On August 16, Berlin police arrested a suspect in connection with the August 12 arson attacks on an important LGBTQI+ landmark in memory of Nazi victims and on the public book box dedicated to Holocaust history near Berlin’s Track 17 memorial, from which the Nazis sent Berlin Jews to Auschwitz. The suspect had previously been arrested for vandalizing campaign posters by scrawling anti-LGBTQI+ slogans on them, as well as for an arson attack on the Berlin office of a local lesbian community organization. He left an antisemitic note at Track 17 and anti-LGBTQI+ flyers at the other two sites. Thankfully, no people were injured. But no person, no community, should live in fear of a next attack. These attacks demonstrate just how inextricably linked hatreds against vulnerable groups of people are, and likewise are an affirmation for how we should respond: an attack on one of us is an attack on us all.
The Holocaust reminds us of the horrors to which, left unchecked, hatred can lead. People must not be dehumanized, subjected to injustice, or targeted for hate crimes for what they look like, how they worship, where they come from, how they identify, or whom they love.

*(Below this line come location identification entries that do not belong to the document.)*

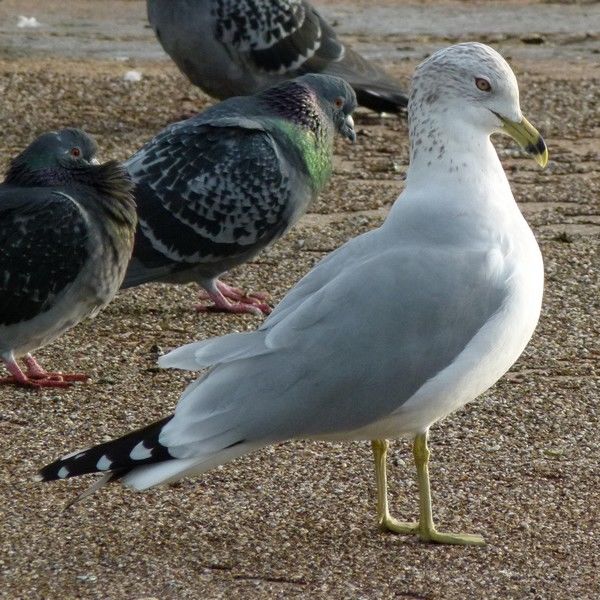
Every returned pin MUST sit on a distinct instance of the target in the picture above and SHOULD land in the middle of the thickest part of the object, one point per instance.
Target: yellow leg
(425, 528)
(384, 519)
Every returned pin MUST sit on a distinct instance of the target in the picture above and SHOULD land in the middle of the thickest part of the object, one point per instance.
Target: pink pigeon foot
(221, 293)
(37, 377)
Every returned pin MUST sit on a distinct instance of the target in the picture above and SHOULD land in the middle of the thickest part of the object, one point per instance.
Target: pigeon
(67, 226)
(214, 190)
(238, 47)
(393, 331)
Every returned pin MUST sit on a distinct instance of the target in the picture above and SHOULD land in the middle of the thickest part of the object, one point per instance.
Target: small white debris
(132, 76)
(24, 21)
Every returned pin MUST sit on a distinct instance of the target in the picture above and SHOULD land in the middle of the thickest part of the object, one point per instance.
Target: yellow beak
(528, 137)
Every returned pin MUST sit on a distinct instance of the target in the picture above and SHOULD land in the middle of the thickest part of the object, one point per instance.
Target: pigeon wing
(276, 37)
(44, 248)
(209, 193)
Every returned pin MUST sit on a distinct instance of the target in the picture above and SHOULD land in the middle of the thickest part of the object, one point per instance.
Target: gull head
(472, 86)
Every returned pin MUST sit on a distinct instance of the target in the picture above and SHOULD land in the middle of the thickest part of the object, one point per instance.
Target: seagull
(67, 227)
(237, 47)
(216, 189)
(390, 333)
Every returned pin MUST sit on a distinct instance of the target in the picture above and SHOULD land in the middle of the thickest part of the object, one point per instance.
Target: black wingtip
(114, 456)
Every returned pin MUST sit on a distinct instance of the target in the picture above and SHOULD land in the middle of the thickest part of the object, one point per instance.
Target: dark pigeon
(67, 227)
(237, 47)
(214, 190)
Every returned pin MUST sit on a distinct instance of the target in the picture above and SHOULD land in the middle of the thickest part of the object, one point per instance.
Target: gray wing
(347, 356)
(289, 37)
(207, 193)
(44, 247)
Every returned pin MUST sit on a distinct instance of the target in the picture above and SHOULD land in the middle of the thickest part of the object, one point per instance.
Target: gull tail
(138, 460)
(116, 457)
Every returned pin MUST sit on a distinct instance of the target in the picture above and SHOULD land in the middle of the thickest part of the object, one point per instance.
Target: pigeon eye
(483, 84)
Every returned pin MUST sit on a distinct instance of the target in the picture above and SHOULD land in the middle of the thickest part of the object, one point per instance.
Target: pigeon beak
(348, 129)
(528, 137)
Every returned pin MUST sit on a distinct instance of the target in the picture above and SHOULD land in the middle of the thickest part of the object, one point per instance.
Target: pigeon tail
(381, 100)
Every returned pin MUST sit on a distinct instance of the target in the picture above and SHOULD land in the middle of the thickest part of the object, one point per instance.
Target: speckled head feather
(444, 95)
(442, 77)
(68, 156)
(48, 159)
(310, 100)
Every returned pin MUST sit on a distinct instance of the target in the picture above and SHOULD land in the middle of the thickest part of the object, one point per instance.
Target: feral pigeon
(67, 226)
(392, 332)
(214, 190)
(237, 47)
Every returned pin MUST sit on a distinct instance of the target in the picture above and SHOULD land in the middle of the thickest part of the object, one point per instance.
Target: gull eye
(483, 84)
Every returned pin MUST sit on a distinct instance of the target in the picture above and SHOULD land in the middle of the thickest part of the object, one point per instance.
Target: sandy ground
(520, 465)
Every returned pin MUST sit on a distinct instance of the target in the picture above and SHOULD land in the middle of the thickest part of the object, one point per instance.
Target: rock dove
(67, 226)
(390, 333)
(237, 47)
(214, 190)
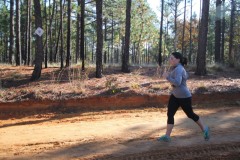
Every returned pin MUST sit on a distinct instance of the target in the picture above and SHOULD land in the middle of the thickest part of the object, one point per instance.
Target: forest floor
(117, 133)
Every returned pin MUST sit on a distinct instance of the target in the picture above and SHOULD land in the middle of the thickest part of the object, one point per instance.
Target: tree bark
(83, 33)
(11, 38)
(125, 63)
(231, 37)
(202, 40)
(223, 32)
(99, 39)
(160, 39)
(218, 31)
(68, 59)
(39, 44)
(18, 34)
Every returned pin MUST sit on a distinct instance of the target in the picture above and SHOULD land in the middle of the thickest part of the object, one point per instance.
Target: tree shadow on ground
(107, 150)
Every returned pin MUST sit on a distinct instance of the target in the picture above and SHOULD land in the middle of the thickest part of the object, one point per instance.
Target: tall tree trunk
(11, 38)
(190, 46)
(161, 33)
(50, 30)
(61, 33)
(27, 33)
(99, 39)
(125, 63)
(83, 33)
(202, 40)
(231, 54)
(46, 46)
(18, 34)
(223, 31)
(69, 34)
(29, 56)
(39, 44)
(78, 32)
(184, 26)
(218, 31)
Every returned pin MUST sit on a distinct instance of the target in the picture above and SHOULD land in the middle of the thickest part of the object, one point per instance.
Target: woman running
(180, 96)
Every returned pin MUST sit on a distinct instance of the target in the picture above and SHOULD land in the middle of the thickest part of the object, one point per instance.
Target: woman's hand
(165, 74)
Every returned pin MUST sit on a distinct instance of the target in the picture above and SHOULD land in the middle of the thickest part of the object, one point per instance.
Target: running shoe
(206, 134)
(164, 138)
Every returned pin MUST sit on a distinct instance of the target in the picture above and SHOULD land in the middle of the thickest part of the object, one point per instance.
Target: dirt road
(122, 134)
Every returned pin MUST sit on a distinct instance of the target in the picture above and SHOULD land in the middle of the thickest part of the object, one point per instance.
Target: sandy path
(125, 134)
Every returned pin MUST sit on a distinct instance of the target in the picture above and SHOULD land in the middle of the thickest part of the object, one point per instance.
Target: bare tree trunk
(99, 39)
(83, 33)
(223, 32)
(218, 31)
(29, 56)
(11, 38)
(190, 46)
(78, 33)
(46, 46)
(184, 26)
(125, 63)
(231, 54)
(61, 33)
(161, 33)
(39, 44)
(18, 34)
(50, 30)
(68, 59)
(202, 40)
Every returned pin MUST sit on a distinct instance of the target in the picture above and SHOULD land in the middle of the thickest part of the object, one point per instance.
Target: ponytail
(178, 55)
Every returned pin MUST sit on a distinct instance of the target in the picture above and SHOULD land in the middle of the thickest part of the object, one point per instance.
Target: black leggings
(185, 103)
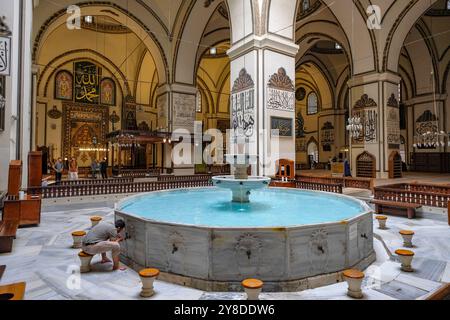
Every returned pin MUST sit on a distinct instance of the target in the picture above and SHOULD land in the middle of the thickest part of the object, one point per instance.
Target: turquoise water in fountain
(211, 207)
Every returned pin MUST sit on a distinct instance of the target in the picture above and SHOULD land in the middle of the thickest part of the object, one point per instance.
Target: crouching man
(105, 237)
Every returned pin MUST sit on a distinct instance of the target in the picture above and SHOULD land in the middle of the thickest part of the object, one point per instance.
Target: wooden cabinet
(15, 177)
(27, 211)
(366, 165)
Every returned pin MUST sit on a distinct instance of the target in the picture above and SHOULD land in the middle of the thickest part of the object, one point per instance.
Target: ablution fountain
(241, 184)
(291, 239)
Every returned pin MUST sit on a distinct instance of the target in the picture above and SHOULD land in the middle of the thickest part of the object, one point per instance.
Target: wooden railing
(197, 177)
(327, 187)
(346, 182)
(53, 192)
(139, 173)
(426, 195)
(94, 181)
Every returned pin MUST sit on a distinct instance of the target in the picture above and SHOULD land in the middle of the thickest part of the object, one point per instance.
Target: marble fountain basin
(291, 239)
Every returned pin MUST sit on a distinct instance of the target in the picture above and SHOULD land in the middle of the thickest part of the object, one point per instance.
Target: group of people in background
(72, 167)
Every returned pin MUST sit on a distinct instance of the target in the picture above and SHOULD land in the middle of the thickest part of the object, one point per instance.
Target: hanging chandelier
(432, 140)
(355, 127)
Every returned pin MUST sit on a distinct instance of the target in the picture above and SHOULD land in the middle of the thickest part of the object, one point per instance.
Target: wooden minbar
(14, 177)
(34, 169)
(24, 211)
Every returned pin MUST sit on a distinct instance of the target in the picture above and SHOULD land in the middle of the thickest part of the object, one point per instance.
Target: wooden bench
(443, 293)
(396, 208)
(14, 291)
(8, 230)
(2, 271)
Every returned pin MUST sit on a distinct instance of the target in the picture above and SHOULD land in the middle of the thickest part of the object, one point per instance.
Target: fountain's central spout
(241, 184)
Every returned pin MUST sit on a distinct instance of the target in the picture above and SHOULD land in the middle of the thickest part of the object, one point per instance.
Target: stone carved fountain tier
(241, 184)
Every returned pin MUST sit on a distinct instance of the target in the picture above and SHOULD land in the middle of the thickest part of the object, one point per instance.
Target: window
(312, 104)
(2, 103)
(305, 6)
(199, 103)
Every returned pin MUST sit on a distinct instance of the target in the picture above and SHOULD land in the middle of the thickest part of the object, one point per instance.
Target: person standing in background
(73, 169)
(94, 168)
(104, 168)
(59, 168)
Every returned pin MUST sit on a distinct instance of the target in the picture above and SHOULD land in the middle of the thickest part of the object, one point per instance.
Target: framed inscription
(281, 127)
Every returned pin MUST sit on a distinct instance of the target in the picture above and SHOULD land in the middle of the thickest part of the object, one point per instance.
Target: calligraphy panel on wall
(64, 85)
(393, 123)
(281, 92)
(366, 110)
(108, 92)
(184, 111)
(86, 84)
(327, 140)
(283, 125)
(427, 122)
(5, 56)
(243, 105)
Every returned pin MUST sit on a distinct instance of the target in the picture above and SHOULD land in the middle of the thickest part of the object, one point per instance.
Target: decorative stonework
(93, 118)
(184, 106)
(64, 85)
(427, 122)
(143, 126)
(54, 113)
(365, 102)
(327, 140)
(366, 109)
(392, 102)
(243, 105)
(300, 94)
(281, 92)
(281, 80)
(243, 82)
(248, 254)
(175, 253)
(393, 123)
(318, 250)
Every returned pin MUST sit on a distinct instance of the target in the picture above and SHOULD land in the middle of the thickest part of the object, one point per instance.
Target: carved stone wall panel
(315, 252)
(162, 104)
(134, 247)
(76, 116)
(253, 255)
(281, 92)
(243, 115)
(180, 251)
(184, 106)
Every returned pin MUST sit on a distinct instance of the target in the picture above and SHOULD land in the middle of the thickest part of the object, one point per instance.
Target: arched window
(199, 102)
(312, 104)
(305, 5)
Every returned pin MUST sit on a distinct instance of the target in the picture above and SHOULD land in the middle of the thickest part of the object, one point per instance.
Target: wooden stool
(381, 222)
(253, 288)
(95, 220)
(354, 279)
(148, 277)
(78, 237)
(407, 236)
(85, 259)
(14, 291)
(405, 257)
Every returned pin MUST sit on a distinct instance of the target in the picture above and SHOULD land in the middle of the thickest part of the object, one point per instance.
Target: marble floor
(42, 257)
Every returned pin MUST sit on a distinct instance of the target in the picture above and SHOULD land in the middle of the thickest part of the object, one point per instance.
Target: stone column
(374, 98)
(263, 98)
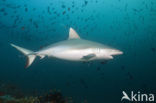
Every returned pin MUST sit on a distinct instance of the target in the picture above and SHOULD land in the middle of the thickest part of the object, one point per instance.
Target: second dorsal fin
(73, 34)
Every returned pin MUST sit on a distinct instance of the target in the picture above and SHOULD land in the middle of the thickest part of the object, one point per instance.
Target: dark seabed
(128, 25)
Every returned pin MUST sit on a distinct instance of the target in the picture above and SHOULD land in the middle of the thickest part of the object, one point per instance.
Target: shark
(72, 49)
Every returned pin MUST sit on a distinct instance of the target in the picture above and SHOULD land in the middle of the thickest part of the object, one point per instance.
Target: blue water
(128, 25)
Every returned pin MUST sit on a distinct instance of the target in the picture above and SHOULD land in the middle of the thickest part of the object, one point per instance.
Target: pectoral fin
(88, 57)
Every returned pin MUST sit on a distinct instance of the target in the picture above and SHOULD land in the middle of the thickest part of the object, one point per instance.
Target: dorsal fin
(73, 34)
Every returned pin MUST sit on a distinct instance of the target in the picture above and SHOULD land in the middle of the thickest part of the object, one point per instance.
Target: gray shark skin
(73, 49)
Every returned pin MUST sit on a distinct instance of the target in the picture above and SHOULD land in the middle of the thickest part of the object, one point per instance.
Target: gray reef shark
(73, 49)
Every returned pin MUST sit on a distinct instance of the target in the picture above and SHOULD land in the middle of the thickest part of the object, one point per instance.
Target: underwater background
(128, 25)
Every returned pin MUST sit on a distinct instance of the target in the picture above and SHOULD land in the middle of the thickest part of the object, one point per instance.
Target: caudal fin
(30, 54)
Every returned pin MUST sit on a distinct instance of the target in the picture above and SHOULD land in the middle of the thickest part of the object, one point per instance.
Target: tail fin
(30, 54)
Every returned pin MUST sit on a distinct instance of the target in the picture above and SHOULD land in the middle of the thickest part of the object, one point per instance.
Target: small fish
(63, 12)
(98, 68)
(26, 9)
(63, 6)
(86, 2)
(153, 49)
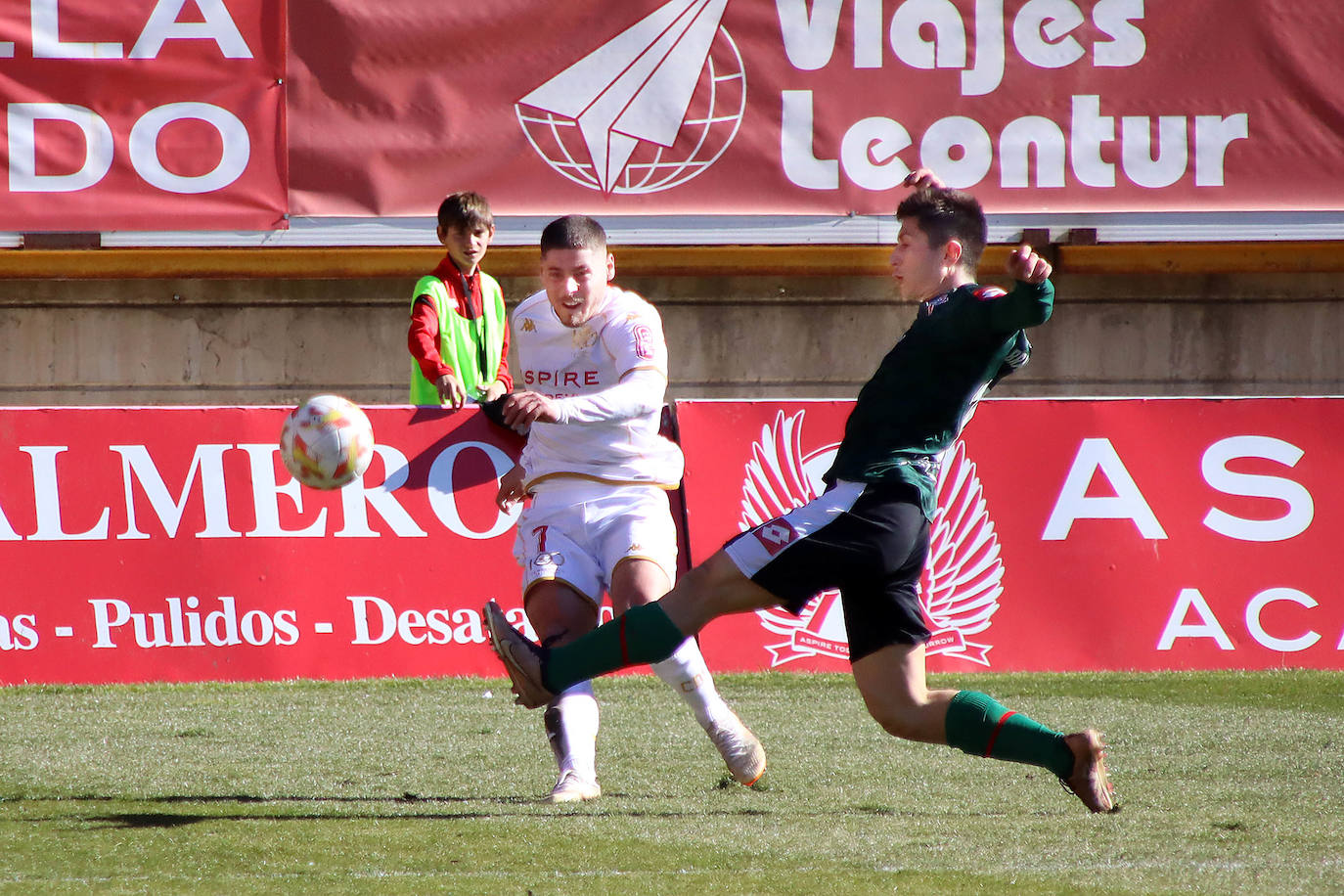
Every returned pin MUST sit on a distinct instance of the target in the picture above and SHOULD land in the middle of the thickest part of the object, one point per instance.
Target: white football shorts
(577, 531)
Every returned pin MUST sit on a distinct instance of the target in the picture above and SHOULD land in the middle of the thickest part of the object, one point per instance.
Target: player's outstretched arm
(523, 409)
(450, 391)
(511, 489)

Those who promote antisemitism and other forms of hatred exacerbate societal strife, erode trust in government, and undermine security. To effectively counter hatred and violent extremism in the OSCE region and around the world, we must seize opportunities for greater collaboration. By forging robust coalitions of conscience across communities and countries, we can make the ties of our common humanity stronger than the connections among haters who try to divide us. We must uphold the Universal Declaration of Human Rights, which tells us all human beings are born free and equal in dignity and rights.